Mons. Silvano Piovanelli"Il pane che sazia"

2 agosto -  XVIII DOMENICA DEL TEMPO ORDINARIO. «Chi viene a me non avrà fame»
 SPIRITUALITÀ E TEOLOGIA
29/07/2015 di Silvano Piovanelli
Comincia oggi quello che nel  Vangelo di Giovanni  è chiamato il «discorso sul pane di vita». All’inizio noi siamo con la folla in una situazione di mancanza: «Gesù non era più là e nemmeno i suoi discepoli». Le persone che
hanno mangiato il pane moltiplicato, hanno perduto Gesù e lo cercano.

Ma chi cercano?  Rincorrono il taumaturgo, cercano colui che ha saziato la loro fame, colui che ha risolto il loro problema immediato e materiale. Per questo  Gesù li rimprovera: «mi cercate non perché avete visto dei segni, ma perché avete mangiato… e vi siete saziati».  La gente non aveva colto la portata vera di quel segno (il pane moltiplicato nel deserto). Anzi.
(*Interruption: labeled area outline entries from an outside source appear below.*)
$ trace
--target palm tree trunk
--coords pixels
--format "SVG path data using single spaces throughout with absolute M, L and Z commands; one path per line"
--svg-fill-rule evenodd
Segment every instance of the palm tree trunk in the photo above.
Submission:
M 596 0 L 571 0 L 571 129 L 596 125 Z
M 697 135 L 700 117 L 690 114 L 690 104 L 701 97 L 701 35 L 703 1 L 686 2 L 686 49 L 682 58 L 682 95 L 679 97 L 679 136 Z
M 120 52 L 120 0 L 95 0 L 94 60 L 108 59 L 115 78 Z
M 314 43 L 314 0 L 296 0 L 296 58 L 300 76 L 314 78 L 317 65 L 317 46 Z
Presi dall’entusiasmo di avere un profeta  in grado di dare pane in abbondanza e con poco sforzo, avevano cercato di prenderlo per farlo re e lui si era ritirato e nascosto da loro sul monte (Gv 6,14-15). È facile per tutti - anche per me, anche per te - «perdere» Gesù, perché non ne accogliamo la Parola,  ed è facile  ricercarlo solo per il proprio interesse e il proprio vantaggio.

Gesù inizia con una vigorosa contrapposizione tra «il cibo che perisce» (il pane che nutre il nostro corpo) e «il cibo che dura per la vita eterna» (l’Eucaristia di cui il pane moltiplicato è segno sacramentale: Lui è il vero pane disceso dal cielo).

Esiste dunque una lettura superficiale, anche se valida, del gesto della moltiplicazione dei pani: è la lettura che riguarda «il presente», cioè il dono concreto, materiale e immediato che risponde ad una esigenza fisica.
Ma esiste anche - ed è di suo primaria - una lettura profonda e teologica: Cristo ha ricevuto nel battesimo il «sigillo» del Padre (1,33; 10,36) ed è divenuto, mediante l’offerta di se stesso, Salvatore di quanti si nutrono di Lui come Parola di verità e Pane di vita. Alla gente che chiede cosa bisogna fare per compiere le opere di Dio (quasi fossero le opere di pietà necessarie per guadagnarsi il paradiso), Gesù risponde al singolare: questa è «l’opera di Dio: credere in colui che egli ha mandato». Non si tratta di moltiplicare le opere, ma di fare una cosa sola: fidarsi e affidarsi a Colui che il Padre ha mandato. La fede è la dedizione perfetta al Dio che opera. «Dio ha tanto amato il mondo da dare il Figlio unigenito» (Gv 3,16). Dare il Figlio unigenito: ecco l’opera di Dio. La risposta dell’uomo è accettare il dono, cioè «credere in colui che egli ha mandato» e per il Figlio, col Figlio e nel Figlio rispondere al dono di Dio col dono di tutta la vita: come figli nel Figlio.

«Una fame e una sete che diventano sorgente zampillante»(cf Gv 4,14)! Gesù non viene a togliere agli uomini, semplicemente,  la fame dello stomaco, né a dire loro che i bisogni materiali non sono importanti e devono farne astrazione. Egli obbliga a scavare il desiderio e i bisogni. L’uomo non può vivere facendo astrazione dal mondo in cui respira e si nutre. Né  può vivere senza mettersi in relazione con gli altri e, finalmente,  con lo stesso Signore Dio. È questo che Gesù propone all’uomo di tutti i tempi. Anche all’uomo di oggi. Questo sazia veramente, disseta davvero. Questo fa vivere.